A Sydney developer is seeking to join more than a dozen other projects in the city’s ritzy Double Bay, all of which have exceeded the maximum building height for the area.
Castlereagh Ventures Pty Ltd wants to build a six-storey shoptop development with basement parking to a height of 21.6m, which is 6.9m higher than the maximum allowable under Woollahra City Council’s Local Environmental Plan from 2014.
In lodging plans for the building on an irregular-shaped lot of about 530sq m at 27-29 Knox Street, in Double Bay, the developers pointed to nine neighbouring buildings ranging in height from 19.6 to 29.45 metres.
Seven of them are over 20m, in an area where the LEP allows just 14.7 metres.
Further, urban designers GSA Planning have produced a map of Double Bay showing what they say are 15 recent development approvals, all breaching height variations by 0.6 to 8 metres.

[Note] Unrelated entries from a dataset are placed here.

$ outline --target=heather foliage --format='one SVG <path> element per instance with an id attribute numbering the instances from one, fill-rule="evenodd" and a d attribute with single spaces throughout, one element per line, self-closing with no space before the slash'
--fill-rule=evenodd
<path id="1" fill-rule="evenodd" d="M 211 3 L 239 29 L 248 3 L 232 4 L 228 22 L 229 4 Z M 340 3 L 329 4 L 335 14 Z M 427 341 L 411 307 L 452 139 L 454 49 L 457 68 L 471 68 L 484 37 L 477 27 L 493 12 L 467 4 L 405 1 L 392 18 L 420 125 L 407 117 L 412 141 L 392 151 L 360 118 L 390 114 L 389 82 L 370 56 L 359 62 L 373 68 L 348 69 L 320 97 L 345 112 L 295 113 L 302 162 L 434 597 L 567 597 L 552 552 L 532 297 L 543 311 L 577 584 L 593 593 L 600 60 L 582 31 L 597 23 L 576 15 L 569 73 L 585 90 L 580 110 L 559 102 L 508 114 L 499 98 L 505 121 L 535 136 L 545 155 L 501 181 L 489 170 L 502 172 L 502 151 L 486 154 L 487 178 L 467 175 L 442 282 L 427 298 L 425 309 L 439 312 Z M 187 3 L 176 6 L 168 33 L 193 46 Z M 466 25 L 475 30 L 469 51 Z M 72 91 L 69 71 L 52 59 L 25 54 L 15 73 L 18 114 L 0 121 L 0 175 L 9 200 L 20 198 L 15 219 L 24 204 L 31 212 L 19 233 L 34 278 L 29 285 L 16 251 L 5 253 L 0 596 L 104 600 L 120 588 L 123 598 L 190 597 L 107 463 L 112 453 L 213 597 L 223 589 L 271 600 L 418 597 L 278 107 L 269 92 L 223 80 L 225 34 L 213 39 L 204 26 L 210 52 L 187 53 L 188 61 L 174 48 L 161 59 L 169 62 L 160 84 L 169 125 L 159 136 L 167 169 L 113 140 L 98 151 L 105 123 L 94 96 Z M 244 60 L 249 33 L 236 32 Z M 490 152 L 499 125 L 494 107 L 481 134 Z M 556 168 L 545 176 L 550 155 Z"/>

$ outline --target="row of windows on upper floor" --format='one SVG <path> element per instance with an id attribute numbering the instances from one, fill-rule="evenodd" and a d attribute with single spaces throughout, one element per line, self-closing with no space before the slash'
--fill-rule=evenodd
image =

GSA, who lodged documents supporting the application, said the recent approvals have “informed the desired future character within the immediate context of the subject site”.
“Whilst the proposal has a greater building height and floor-space ratio than the development standards of the LEP, in our opinion, it is compatible with existing nearby development and therefore, the desired future character,” GSA wrote.
GSA said two Clause 4.6 applications—which in NSW provide flexibility in applying development standards—had been prepared and would show the proposed height and floor-space rations were acceptable.
Online documents show Castlereagh Ventures is a vehicle for prominent Sydney developer Eduard Litver, who is listed as the sole director of the company. The two consolidated lots last changed hands in October of 2019 for $9.83 million.
The plans show there will be nine retail tenancies—including food and drink—across the lower four floors. Just two high-end, two-level apartments will occupy the two top floors. Each will be about 220sq m, have three bedrooms as well as four balconies—two on each level.
A basement level will provide parking for 18 cars, via an hydraulic car-stacker system. Another six cars can park on the first floor.
Two commercial buildings of one and two storeys—one of them now occupied by an ANZ bank branch—will be demolished to make way for the new $11 million development.
The mixed-use development has been designed by international award-winning Koichi Takada Architects.
In response to questions, Woollahra council confirmed “a number of developments in the Double Bay centre that exceed the height and density limits contained in council’s current planning controls have been approved”.
Some of those included decisions taken by the NSW Land and Environment Court.
The council referred to its Double Bay Centre Planning and Urban Design Strategy, which it said “sought to guide future development in the Double Bay centre”. A draft was exhibited publicly in May.
“This document aims to provide a clear vision for the centre which is not led by ad hoc development,” the council said.
Among other things, the strategy seeks to increase maximum building heights up to six storeys on" certain sites, encourage mixed-use development and active frontages throughout the centre to increase passive surveillance and foster a night-time economy.
“Combined with detailed building envelopes, setbacks and transitions, the proposed controls will maintain the centre’s human scale and its character as Sydney’s stylish bayside village,” the council’s website says.
Public submissions have closed and council officers are now reviewing the results of the consultation.
“Should it be adopted and incorporated into the Woollahra LEP, it will provide a more detailed set of planning controls for the centre.”